I'm stressed right now about the blog, about my writing and orgasms, feel strange and difficult in my body. Maybe because I'm not writing about everything, just this one thread of my life, the part where I'm trying to/wanting to come every day for a month and write about what that does for me, but not sharing all the other aspects of myself-ing to which this process is tethered and tugging. Still more bifurcation, still more distinctions between real life and pretend/fantasy -- here's maybe this cognitive dissonance: the bifurcations, the separations, don't really hold these days. It's not a fantasy me who wrote these things down and shared them with the world -- it's the real me. My exact real me. All my muscles are tense, something in me doesn't want to let go the armor that has protected me, these splits, these different selves: holding unreleased orgasm, holding the full on feel of release, holding spent screams, holding the possibility of really letting me have me. 
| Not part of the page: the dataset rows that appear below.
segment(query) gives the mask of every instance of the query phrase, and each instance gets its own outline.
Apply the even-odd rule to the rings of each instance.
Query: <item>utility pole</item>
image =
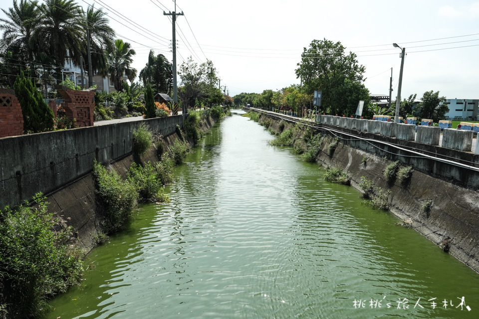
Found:
[[[391,98],[393,94],[393,68],[391,68],[391,77],[389,78],[389,109],[391,109]]]
[[[398,86],[398,98],[396,101],[396,116],[394,117],[394,122],[398,123],[399,120],[399,106],[401,105],[401,87],[403,82],[403,69],[404,67],[404,57],[406,56],[406,48],[402,48],[397,43],[393,43],[395,48],[401,49],[401,70],[399,71],[399,85]]]
[[[80,56],[80,76],[81,77],[81,85],[80,87],[82,90],[84,90],[85,86],[83,84],[83,57],[81,55]],[[76,85],[76,83],[75,83],[75,85]]]
[[[166,13],[163,11],[163,15],[172,16],[172,24],[173,26],[173,114],[176,115],[178,114],[178,88],[176,84],[176,31],[175,26],[176,25],[176,16],[184,15],[183,11],[181,13],[176,13],[176,0],[175,0],[175,11],[173,12],[169,11],[170,13]],[[185,113],[188,113],[188,106],[183,107],[185,110]]]
[[[93,72],[91,67],[91,49],[90,47],[90,29],[88,28],[86,28],[86,50],[88,55],[88,88],[90,88],[93,86]]]

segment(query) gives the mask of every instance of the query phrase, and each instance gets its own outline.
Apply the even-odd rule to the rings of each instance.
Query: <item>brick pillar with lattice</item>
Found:
[[[0,89],[0,138],[23,134],[23,116],[15,92]]]
[[[75,121],[76,127],[93,126],[93,110],[95,109],[95,89],[79,91],[64,87],[57,89],[65,99],[62,107],[67,117]]]

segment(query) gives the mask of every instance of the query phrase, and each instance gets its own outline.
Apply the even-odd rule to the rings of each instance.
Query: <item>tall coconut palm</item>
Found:
[[[3,31],[0,40],[1,53],[7,55],[10,51],[10,54],[22,60],[23,66],[31,63],[41,20],[38,2],[20,0],[18,3],[13,0],[13,7],[1,10],[6,17],[0,18],[0,30]]]
[[[115,31],[108,24],[106,13],[102,8],[95,9],[93,5],[88,5],[86,12],[83,13],[83,23],[85,32],[90,40],[90,59],[91,61],[91,74],[89,74],[88,86],[93,85],[91,76],[97,73],[107,73],[108,64],[104,51],[107,48],[113,45]],[[87,43],[85,43],[86,44]],[[87,45],[84,46],[87,48]],[[89,69],[88,52],[83,53],[85,61],[87,61],[87,69]]]
[[[123,76],[133,82],[136,77],[136,69],[131,67],[133,56],[136,54],[131,48],[131,45],[117,39],[113,47],[107,49],[107,59],[108,63],[108,74],[117,91],[123,89]]]
[[[67,59],[80,64],[81,39],[85,36],[81,25],[81,7],[73,0],[45,0],[40,34],[54,57],[58,78]]]

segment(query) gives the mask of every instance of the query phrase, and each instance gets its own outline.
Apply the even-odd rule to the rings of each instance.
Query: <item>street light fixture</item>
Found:
[[[399,71],[399,85],[398,87],[398,97],[396,100],[396,116],[394,117],[394,122],[399,122],[399,106],[401,104],[401,87],[403,83],[403,68],[404,67],[404,57],[406,56],[406,48],[402,48],[397,43],[393,43],[393,46],[399,48],[401,49],[401,70]]]

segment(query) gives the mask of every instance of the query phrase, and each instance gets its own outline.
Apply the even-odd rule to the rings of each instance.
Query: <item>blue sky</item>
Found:
[[[139,70],[148,52],[171,61],[172,0],[77,0],[108,12],[118,37],[137,51]],[[42,2],[40,1],[40,2]],[[0,6],[11,6],[0,0]],[[299,84],[294,70],[314,39],[340,41],[366,67],[372,94],[388,94],[393,68],[397,94],[406,47],[402,97],[439,91],[447,98],[479,99],[479,1],[467,0],[177,0],[178,64],[211,60],[232,96]],[[108,7],[109,6],[110,7]],[[114,10],[117,12],[115,12]],[[119,16],[117,13],[121,14]],[[3,15],[3,13],[1,14]],[[145,31],[149,31],[149,34]]]

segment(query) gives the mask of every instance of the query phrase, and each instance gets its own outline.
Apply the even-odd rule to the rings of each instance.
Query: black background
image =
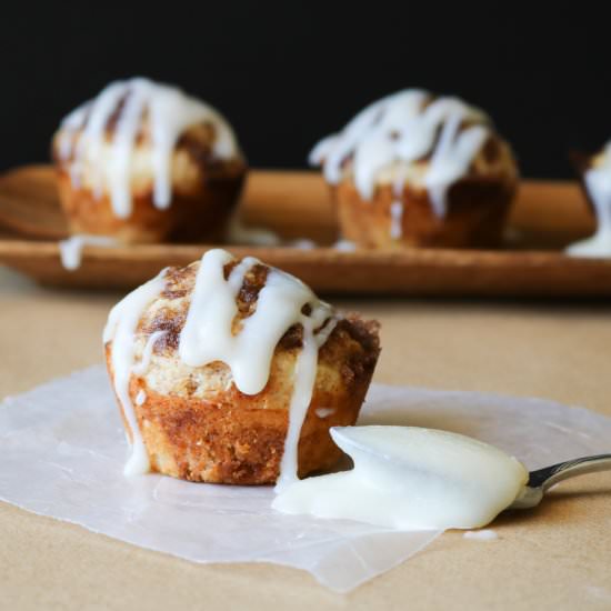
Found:
[[[303,167],[320,137],[405,87],[488,110],[525,176],[570,177],[569,150],[611,138],[611,28],[587,3],[541,16],[534,3],[355,6],[12,4],[0,26],[0,169],[48,159],[68,111],[134,74],[219,108],[256,167]]]

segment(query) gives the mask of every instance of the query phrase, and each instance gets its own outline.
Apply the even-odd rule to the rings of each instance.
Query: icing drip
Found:
[[[223,267],[233,258],[217,249],[208,251],[200,264],[191,307],[179,341],[181,360],[191,367],[222,361],[231,368],[236,387],[246,394],[257,394],[266,387],[271,360],[282,335],[293,324],[303,328],[303,347],[294,369],[293,392],[289,408],[289,430],[284,442],[279,484],[297,478],[297,450],[301,425],[312,398],[318,349],[333,328],[332,309],[317,299],[301,281],[271,269],[259,292],[254,313],[232,333],[238,313],[236,298],[249,269],[260,263],[246,258],[233,268],[228,280]],[[311,311],[304,314],[302,309]],[[320,329],[325,321],[327,324]]]
[[[584,181],[598,228],[591,238],[571,244],[567,253],[573,257],[611,257],[611,142],[607,144],[600,163],[585,172]]]
[[[233,257],[220,249],[208,251],[201,259],[180,333],[178,354],[190,367],[203,367],[214,361],[226,363],[236,387],[246,394],[261,392],[268,383],[271,361],[278,342],[294,324],[303,329],[302,349],[293,372],[293,390],[289,405],[289,428],[284,442],[279,485],[297,479],[298,444],[306,413],[312,399],[315,382],[318,352],[337,324],[332,308],[319,301],[300,280],[270,268],[266,284],[259,291],[254,312],[241,321],[236,331],[237,297],[244,277],[258,259],[242,259],[224,278],[224,267]],[[140,363],[134,365],[134,332],[144,308],[164,287],[162,272],[158,278],[140,287],[118,303],[110,312],[104,330],[104,342],[112,340],[112,370],[114,388],[132,431],[132,458],[126,467],[127,474],[144,473],[149,461],[138,429],[133,405],[129,395],[131,373],[142,375],[149,364],[156,342],[164,331],[156,331],[148,338]],[[308,306],[309,313],[303,313]],[[137,404],[144,401],[140,393]]]
[[[334,413],[335,413],[335,410],[333,408],[318,408],[318,410],[315,411],[315,414],[322,419],[329,418]]]
[[[390,237],[393,240],[399,240],[403,234],[401,222],[403,220],[403,202],[394,200],[390,204]]]
[[[82,250],[86,246],[111,248],[118,244],[117,240],[108,236],[72,236],[59,243],[61,264],[69,271],[81,267]]]
[[[354,468],[293,482],[274,509],[399,530],[472,529],[507,509],[528,481],[515,459],[455,433],[339,427],[331,435]]]
[[[117,112],[119,116],[109,143],[107,129]],[[159,209],[171,203],[172,153],[186,129],[197,123],[212,123],[216,130],[213,154],[220,159],[238,154],[233,132],[223,117],[179,89],[143,78],[109,84],[94,100],[62,121],[58,151],[60,158],[69,162],[77,188],[82,184],[86,168],[91,172],[97,198],[101,197],[104,184],[108,187],[112,210],[121,219],[128,218],[132,210],[132,158],[144,118],[148,119],[151,142],[153,203]],[[110,157],[106,161],[109,147]]]
[[[408,89],[372,103],[342,132],[321,140],[310,153],[310,163],[322,164],[328,182],[337,184],[343,163],[353,156],[354,184],[370,200],[383,168],[413,164],[431,156],[424,186],[433,211],[443,217],[449,187],[469,171],[490,128],[484,113],[458,98],[431,99],[425,91]],[[400,193],[404,178],[400,172]]]
[[[468,530],[463,534],[464,539],[474,539],[475,541],[494,541],[499,535],[493,530]]]
[[[104,328],[104,344],[112,341],[111,367],[113,372],[114,392],[123,409],[131,432],[131,455],[126,464],[126,475],[137,475],[149,471],[149,455],[142,441],[138,419],[129,393],[129,381],[133,371],[134,334],[144,308],[163,290],[166,270],[149,280],[110,311]]]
I want to learn new places, read the strange books, feed my words into the world, this promise, this oddity, this chemistry, this compromise, this practice. 
Did I say at the beginning I was getting caught up? That's exactly right -- when my head goes spinning, I get caught up in the panic, the worries, the explanations, the analysis, the I need to figure it all out. That, my friends, is from a lifetime with parents who want you to understand and describe your feelings (but don't always want you to have those feelings), then an adolescence with a man who wants to yank your feelings out by their roots and use them entirely against your emerging, just-budded body. It's easy for me to get locked --especially when I have only my fingers on myself (no other chemistry, no other technology, no loud distracting buzzing, no hot heavy thud of water)--into a cycle of panic: why is this taking so long? When will I ever work right?

This, then, is the practice (how many times will I write this exact phrase this month? Far fewer times than I'll repeat it to myself): come back come back come back to this body right now, and understand that you get to have everything that you want, body, and we get to be perfect in exactly our responses in this (any) moment. This is not a contradiction, even and especially when what I want is to come fast and what my body is doing is lingering for some long minutes in the pleasure of the plateau, the longing, the long slow burn and build.

Today I wept for that practice, for the release, for the wanting more and how I have to/get to keep learning that my body knows its infinite possibility -- and that when I quit trying to force it/us/myself to come/feel/respond in a particular way, so much more joy and release can open up in me. Contract, then release. Then release. Then release.

Thank you, body. Thanks, too, to your bodies, out there. Be easy, and come as you wish. See you tomorrow.